Нет никаких сомнений в том, что мы хорошо изучили друг друга. Но наши тайны не смешивались. Я раскладывала свою одежду на теплой печке для просушки. Он на примусе заваривал кофе. Я прислушивалась к тому, как кричит орлица. Его больше волновали лавины. Я могла рассказывать ему о себе самые интимные вещи, позволяла ему взять мои руки в свои, он слушал меня с участием, но не в состоянии был выйти из круга собственных размышлений и вобрать в себя хоть крупицу моих.

Знал бы ты, как вчера под вечер я стояла и смотрела на свой бывший дом. Холод пробирал до костей. Прежде чем я смогла выехать, мне пришлось целых пятнадцать минут провозиться с цепями для шин, но свой план я во что бы то ни стало решила осуществить: надо наконец навестить этих симпатичных людей, кто знает, может быть, это будет интересно. И если там еще сохранился запах пепла и древесины, может, здорово будет зажмурить глаза и увидеть себя прежнюю, в кресле-качалке, за кухонной дверью, на лестнице, ведущей на чердак…
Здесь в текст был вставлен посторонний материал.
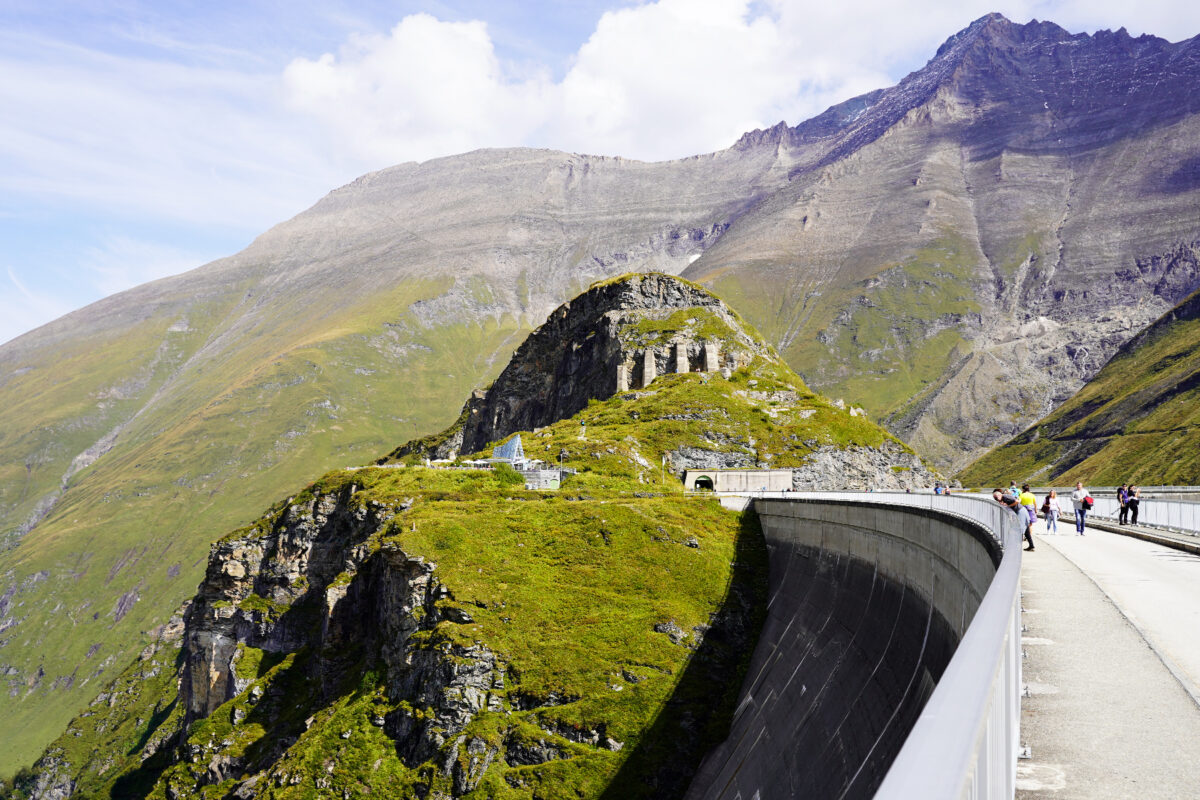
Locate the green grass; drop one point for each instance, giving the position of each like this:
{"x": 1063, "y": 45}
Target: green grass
{"x": 886, "y": 348}
{"x": 232, "y": 431}
{"x": 565, "y": 591}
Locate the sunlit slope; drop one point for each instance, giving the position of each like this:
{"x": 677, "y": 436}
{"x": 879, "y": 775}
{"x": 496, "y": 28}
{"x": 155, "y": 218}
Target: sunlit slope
{"x": 618, "y": 612}
{"x": 190, "y": 403}
{"x": 1021, "y": 205}
{"x": 1138, "y": 420}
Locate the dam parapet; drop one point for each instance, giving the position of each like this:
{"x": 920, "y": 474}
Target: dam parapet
{"x": 889, "y": 662}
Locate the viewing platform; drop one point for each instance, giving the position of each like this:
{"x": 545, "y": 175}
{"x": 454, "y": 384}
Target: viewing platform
{"x": 1111, "y": 667}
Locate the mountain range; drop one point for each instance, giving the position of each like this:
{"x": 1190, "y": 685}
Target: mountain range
{"x": 444, "y": 631}
{"x": 1137, "y": 421}
{"x": 958, "y": 254}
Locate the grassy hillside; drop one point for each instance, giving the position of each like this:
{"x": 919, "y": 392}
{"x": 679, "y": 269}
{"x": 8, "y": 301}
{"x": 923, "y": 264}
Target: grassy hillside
{"x": 211, "y": 422}
{"x": 568, "y": 588}
{"x": 1138, "y": 420}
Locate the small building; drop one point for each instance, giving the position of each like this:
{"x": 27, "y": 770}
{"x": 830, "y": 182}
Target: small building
{"x": 511, "y": 452}
{"x": 541, "y": 479}
{"x": 738, "y": 480}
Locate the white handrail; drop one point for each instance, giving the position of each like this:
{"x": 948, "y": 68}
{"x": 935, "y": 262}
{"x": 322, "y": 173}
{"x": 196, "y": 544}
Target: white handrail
{"x": 966, "y": 740}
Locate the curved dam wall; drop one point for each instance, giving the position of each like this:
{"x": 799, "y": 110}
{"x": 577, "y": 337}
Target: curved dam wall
{"x": 867, "y": 606}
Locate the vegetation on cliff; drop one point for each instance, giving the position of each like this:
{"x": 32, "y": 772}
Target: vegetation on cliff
{"x": 441, "y": 631}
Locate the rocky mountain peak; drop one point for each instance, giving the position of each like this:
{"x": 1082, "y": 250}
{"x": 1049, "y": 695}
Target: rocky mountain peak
{"x": 617, "y": 336}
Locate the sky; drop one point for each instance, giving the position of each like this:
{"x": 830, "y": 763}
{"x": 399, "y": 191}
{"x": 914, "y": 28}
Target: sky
{"x": 139, "y": 138}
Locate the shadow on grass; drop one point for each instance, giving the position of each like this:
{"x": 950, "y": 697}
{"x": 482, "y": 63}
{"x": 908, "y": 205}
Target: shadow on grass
{"x": 699, "y": 713}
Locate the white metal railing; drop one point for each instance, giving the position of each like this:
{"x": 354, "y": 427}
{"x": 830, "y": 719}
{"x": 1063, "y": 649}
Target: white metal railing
{"x": 966, "y": 740}
{"x": 1171, "y": 515}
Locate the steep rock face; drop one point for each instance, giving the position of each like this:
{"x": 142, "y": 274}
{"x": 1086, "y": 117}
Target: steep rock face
{"x": 363, "y": 322}
{"x": 595, "y": 342}
{"x": 957, "y": 253}
{"x": 313, "y": 583}
{"x": 1138, "y": 420}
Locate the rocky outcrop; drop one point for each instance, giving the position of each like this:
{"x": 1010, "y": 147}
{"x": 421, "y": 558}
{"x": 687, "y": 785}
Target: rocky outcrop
{"x": 587, "y": 346}
{"x": 859, "y": 469}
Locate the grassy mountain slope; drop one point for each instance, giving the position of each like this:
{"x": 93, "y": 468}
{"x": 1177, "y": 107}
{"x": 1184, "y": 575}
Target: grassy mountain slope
{"x": 135, "y": 431}
{"x": 1026, "y": 202}
{"x": 1023, "y": 203}
{"x": 622, "y": 609}
{"x": 1138, "y": 420}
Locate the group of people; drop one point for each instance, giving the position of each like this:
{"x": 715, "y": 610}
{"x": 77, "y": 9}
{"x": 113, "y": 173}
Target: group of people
{"x": 1129, "y": 497}
{"x": 1024, "y": 503}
Тропинка, залитая лунным светом, резко уходила вверх. Она была присыпана слоем шлака. На первой скорости я въехала наверх, припарковала машину и последний отрезок пути прошла пешком, как обычно и бывало в гололед, по покосившимся ступенькам, опираясь руками на колени. У меня перехватило дыхание. Я пришла. Вон он стоит, мой дом, на противоположной стороне открытой площадки, возле кустов тутовника с облетевшей листвой, стоит, безмолвный, мой дом, стен его почти не видно из-за кружения метели, но все окна мягко освещены. Я сразу поняла, как следует себя вести. Остановиться, не двигаться, не давать о себе знать. Ведь ты теперь здесь чужая. Я отступила на несколько шагов в сторону и спряталась за сосной, кора ее оказалась теплой, как шкура зверя. Так я и стояла, представь себе, предельно сосредоточенная, устремив взор на фасад, крышу, окна, словно в любую секунду могло произойти что угодно… Но вот открылась дверь. На снег упал прямоугольник света. Появился белокурый мужчина, застегивающий на ходу короткую куртку. «Доминик!» В одной руке у него был фонарь, в другой — ведерко для молока. Возникла фигурка девочки. «Папа!» Сквозь решетку ограды мои глаза следили за ними — они прошли вдоль стены, вдоль пристроенного хлева для овец. Здесь все изменилось, я ничего не узнавала. Вспыхнула яркая дуговая лампа, овцы вышли из хлева, белые как мел, похожие на привидения, в тумане они выпускали изо рта облачка пара, сбивались в кучу, куда-то карабкались, мыча, пока в хлеву шла дойка; я слышала, как папа с дочкой смеются и ведут беседу, состоящую из монотонного повтора двух слов: «Папа!» — «Доминик!» — «Папа!» — «Доминик!» У меня снизился пульс. Может, мне так и суждено замерзнуть здесь? Прислонившись головой к поросшему мхом стволу, я почувствовала, как вся эта сцена исчезает, чтобы незаметно уступить место другой. Свет стал бледнее, звуки глуше, мои зрачки закатились — я уже лежала в постели. Всего минуту назад кровать с решетчатыми спинками с приличной скоростью вкатили в зал, кто-то легонько провел по моей щеке. Я открыла глаза. Рядом со мной на круглой табуретке сидел Роберт. Он казался испуганным и смущенным, спрашивал, болит ли у меня что-нибудь. Я успокоила его: «Да нет, ничего, абсолютно ничего, конечно, я немного расстроена». Я протянула руку, которую сжала его сильная рука. А потом?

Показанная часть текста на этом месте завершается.